Wait, the Mass Effect and Halo plots are nothing alike. One is about humanity fighting a group of space-catholic aliens who hate humans because of their religion and try to exterminate them. Oh, and on the way a bunch of headcrab zombie aliens are introduced. Its the story about one super-soldier who somehow changes the entire course of an interstellar war.the main plot is pretty unoriginal. I'd even say that it's a weaker version of the Halo plot.
Mass Effect is about a soldier and his/her crew coming across the knowledge that the people of the galaxy have been manipulated and tricked by a super-advanced race of what are essentially mechanical lovecraftian horrors, who intend to kill and harvest them all. Of course, everyone thinks Shepard is crazy, and these warnings fall on deaf ears. You also have the whole "humans are the new kids on the block and are trying to earn the older species' respect as they interact with them more".
The stories are completely different in tone and themes dealth with.
...Okay, this is just stupid.

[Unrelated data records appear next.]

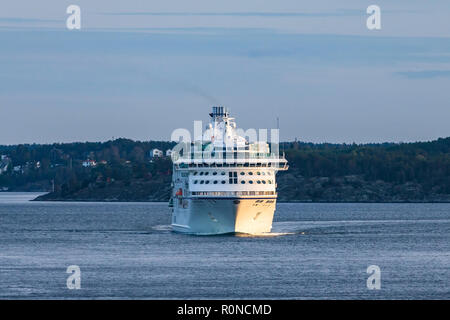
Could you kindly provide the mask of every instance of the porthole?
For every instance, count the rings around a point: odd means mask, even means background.
[[[266,173],[265,173],[265,172],[263,171],[263,172],[262,172],[262,175],[263,175],[263,176],[265,176],[265,175],[266,175]]]
[[[248,173],[248,175],[249,175],[249,176],[252,176],[252,175],[253,175],[253,172],[250,171],[250,172]]]
[[[245,174],[245,172],[244,171],[241,171],[241,176],[243,176]]]
[[[217,182],[218,182],[217,180],[214,180],[214,184],[217,184]]]
[[[261,181],[263,184],[266,184],[266,180]]]
[[[253,180],[249,180],[248,183],[253,184]]]
[[[206,180],[206,181],[205,181],[205,184],[209,184],[209,180]]]
[[[226,181],[225,180],[222,180],[222,184],[225,184],[226,183]]]
[[[258,181],[256,181],[256,183],[257,183],[257,184],[260,184],[260,183],[261,183],[261,181],[259,181],[259,180],[258,180]]]
[[[242,184],[245,184],[245,180],[242,180],[241,183],[242,183]]]
[[[194,171],[194,176],[196,176],[196,175],[197,175],[197,173],[198,173],[197,171]]]
[[[203,175],[203,171],[199,173],[201,176]]]
[[[209,172],[205,172],[205,176],[207,176],[209,174]]]
[[[268,182],[269,182],[269,184],[272,184],[272,180],[269,180]]]
[[[222,171],[220,174],[224,176],[224,175],[225,175],[225,172]]]
[[[260,175],[261,175],[261,172],[258,171],[256,174],[257,174],[258,176],[260,176]]]
[[[215,175],[217,175],[217,172],[214,171],[214,172],[213,172],[213,176],[215,176]]]
[[[203,181],[203,180],[200,180],[200,184],[204,184],[205,183],[205,181]]]
[[[194,181],[194,184],[197,184],[197,182],[198,182],[198,180],[195,180],[195,181]]]

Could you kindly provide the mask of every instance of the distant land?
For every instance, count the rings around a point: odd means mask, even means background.
[[[0,191],[47,191],[38,201],[167,201],[174,142],[0,146]],[[162,156],[151,157],[153,149]],[[450,202],[450,137],[429,142],[284,142],[290,168],[279,201]]]

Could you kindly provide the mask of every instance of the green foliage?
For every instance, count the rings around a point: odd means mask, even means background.
[[[164,141],[117,139],[103,143],[0,146],[0,154],[8,155],[12,166],[21,166],[24,170],[23,174],[8,172],[0,175],[0,187],[15,190],[45,181],[42,185],[48,189],[54,181],[55,191],[64,195],[116,180],[158,180],[170,172],[171,161],[163,158],[150,162],[150,150],[167,150],[174,145]],[[87,159],[96,161],[97,165],[84,167],[83,161]]]
[[[139,180],[151,182],[152,188],[162,190],[170,184],[171,161],[165,157],[150,161],[149,152],[153,148],[167,150],[174,145],[173,142],[117,139],[103,143],[0,146],[0,154],[8,155],[12,166],[24,170],[20,174],[9,170],[0,175],[0,187],[23,190],[27,185],[40,184],[49,190],[54,181],[56,193],[67,195],[81,189],[105,187],[115,181],[126,187]],[[289,189],[298,187],[299,177],[328,177],[324,187],[333,187],[335,178],[357,175],[369,182],[393,185],[413,182],[420,184],[424,191],[450,194],[450,138],[362,145],[286,142],[282,143],[281,150],[286,152],[290,165],[287,173],[281,173],[286,175],[285,183],[289,186],[284,187]],[[83,161],[87,159],[96,161],[97,165],[84,167]],[[358,183],[352,186],[357,188]],[[314,194],[317,197],[320,194]]]
[[[450,138],[383,144],[284,143],[291,172],[304,177],[361,175],[366,181],[415,182],[450,193]]]

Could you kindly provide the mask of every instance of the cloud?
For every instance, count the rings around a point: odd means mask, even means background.
[[[101,15],[113,16],[223,16],[223,17],[345,17],[357,16],[364,10],[336,10],[329,12],[99,12]]]
[[[396,74],[409,79],[450,78],[450,70],[403,71]]]
[[[239,27],[142,27],[142,28],[89,28],[89,31],[104,31],[104,32],[128,32],[128,33],[170,33],[170,34],[214,34],[214,35],[269,35],[281,34],[276,29],[270,28],[239,28]]]
[[[61,22],[62,20],[19,18],[19,17],[0,17],[0,23],[41,23],[41,22]]]
[[[148,31],[148,32],[145,32]],[[217,35],[217,36],[216,36]],[[219,36],[220,35],[220,36]],[[15,39],[20,38],[17,42]],[[246,28],[142,28],[105,30],[1,31],[1,57],[36,51],[52,55],[124,54],[130,57],[249,57],[298,59],[299,63],[379,66],[399,62],[450,63],[448,38],[286,34]],[[432,67],[440,70],[440,67]],[[442,72],[441,72],[442,73]],[[400,73],[401,74],[401,73]],[[420,76],[421,74],[401,74]],[[427,76],[428,74],[422,74]],[[439,72],[433,76],[442,76]],[[428,75],[429,77],[430,75]]]

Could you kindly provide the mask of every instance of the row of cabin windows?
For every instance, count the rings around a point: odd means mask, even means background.
[[[245,171],[241,171],[240,172],[240,175],[241,176],[243,176],[243,175],[245,175]],[[217,171],[213,171],[213,172],[211,172],[211,175],[213,175],[213,176],[216,176],[218,174],[218,172]],[[252,176],[253,174],[255,174],[255,175],[257,175],[257,176],[260,176],[260,175],[263,175],[263,176],[265,176],[266,175],[266,172],[260,172],[260,171],[256,171],[256,172],[253,172],[253,171],[249,171],[249,172],[247,172],[247,174],[249,175],[249,176]],[[200,172],[197,172],[197,171],[194,171],[194,173],[193,173],[193,175],[194,176],[196,176],[196,175],[199,175],[199,176],[207,176],[207,175],[209,175],[209,172],[208,171],[200,171]],[[220,175],[222,175],[222,176],[224,176],[225,175],[225,172],[224,171],[221,171],[220,172]],[[237,177],[237,172],[236,171],[234,171],[234,172],[228,172],[228,175],[231,177],[231,176],[233,176],[233,177]],[[267,175],[272,175],[272,172],[267,172]]]
[[[261,162],[257,162],[257,163],[179,163],[178,166],[180,168],[199,168],[199,167],[204,167],[204,168],[229,168],[229,167],[244,167],[244,168],[255,168],[255,167],[275,167],[275,168],[279,168],[279,167],[284,167],[285,165],[287,165],[287,162],[268,162],[268,163],[261,163]]]
[[[250,183],[250,184],[253,184],[253,180],[248,180],[248,181],[246,181],[246,180],[241,180],[241,184],[246,184],[246,183]],[[268,183],[268,184],[272,184],[272,180],[267,180],[267,182],[266,182],[266,180],[256,180],[256,183],[257,184],[266,184],[266,183]]]
[[[191,192],[193,196],[255,196],[255,195],[274,195],[275,191],[194,191]],[[264,200],[258,200],[256,202],[263,202]],[[269,202],[269,201],[266,201]],[[271,200],[270,203],[273,203]]]
[[[225,184],[225,183],[227,183],[226,182],[226,180],[221,180],[221,181],[218,181],[218,180],[213,180],[213,181],[210,181],[210,180],[194,180],[194,184],[209,184],[209,183],[212,183],[212,184],[218,184],[219,182],[221,183],[221,184]],[[253,184],[253,180],[248,180],[248,181],[246,181],[246,180],[241,180],[241,184],[246,184],[246,183],[249,183],[249,184]],[[238,183],[238,181],[237,181],[237,178],[230,178],[230,179],[228,179],[228,183],[229,184],[237,184]],[[268,183],[268,184],[272,184],[273,182],[272,182],[272,180],[256,180],[255,181],[255,183],[257,183],[257,184],[266,184],[266,183]]]
[[[214,180],[214,181],[210,181],[210,180],[194,180],[194,184],[200,183],[200,184],[209,184],[209,183],[213,183],[213,184],[218,184],[219,181],[218,180]],[[225,180],[220,181],[220,183],[225,184],[227,183]]]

You can't really compare a bunch of mile long cosmic horrors to a swarm of headcrab zombies.The reapers are the flood.
One is a heavily lovecraft inspired race of massive intelligent space-faring organisms who manipulate mortals, drive them crazy and turn them into mind-slaves before coming around and harvesting every intelligent species in the galaxy to make more of themselves. They are interesting, they are intelligent, and they have distinct (albeit still somewhat mysterious) motivations.
The other is *gasp* an alien bio weapon/plague thing that got out of hand and turned on its creators. Like that hasn't been done before (and better) in starcraft, the alien series, and warhammer40k decades before Halo was a thought in anyone's mind.
The tyranid and zerg were the flood before the flood were the flood. Hell, headcrabs from halflife were the flood before the flood were the flood. Don't accuse a series of being unoriginal by comparing it to another series that has heavily borrowed elements from everything from 40k to halflife.
To be fair, no sci-fantasy setting is completely original. The whole point of sci-fantasy is to take fantasy elements and reinterpret them within a futuristic setting. Execution trumps originality. Take the original Star Wars trilogy. The plot was really just the classic hero's journey reinterpreted in a futuristic setting. It is FULL of tropes and cliches, but they were executed well, and had enough on a new spin on them to avoid feeling completely rehashed.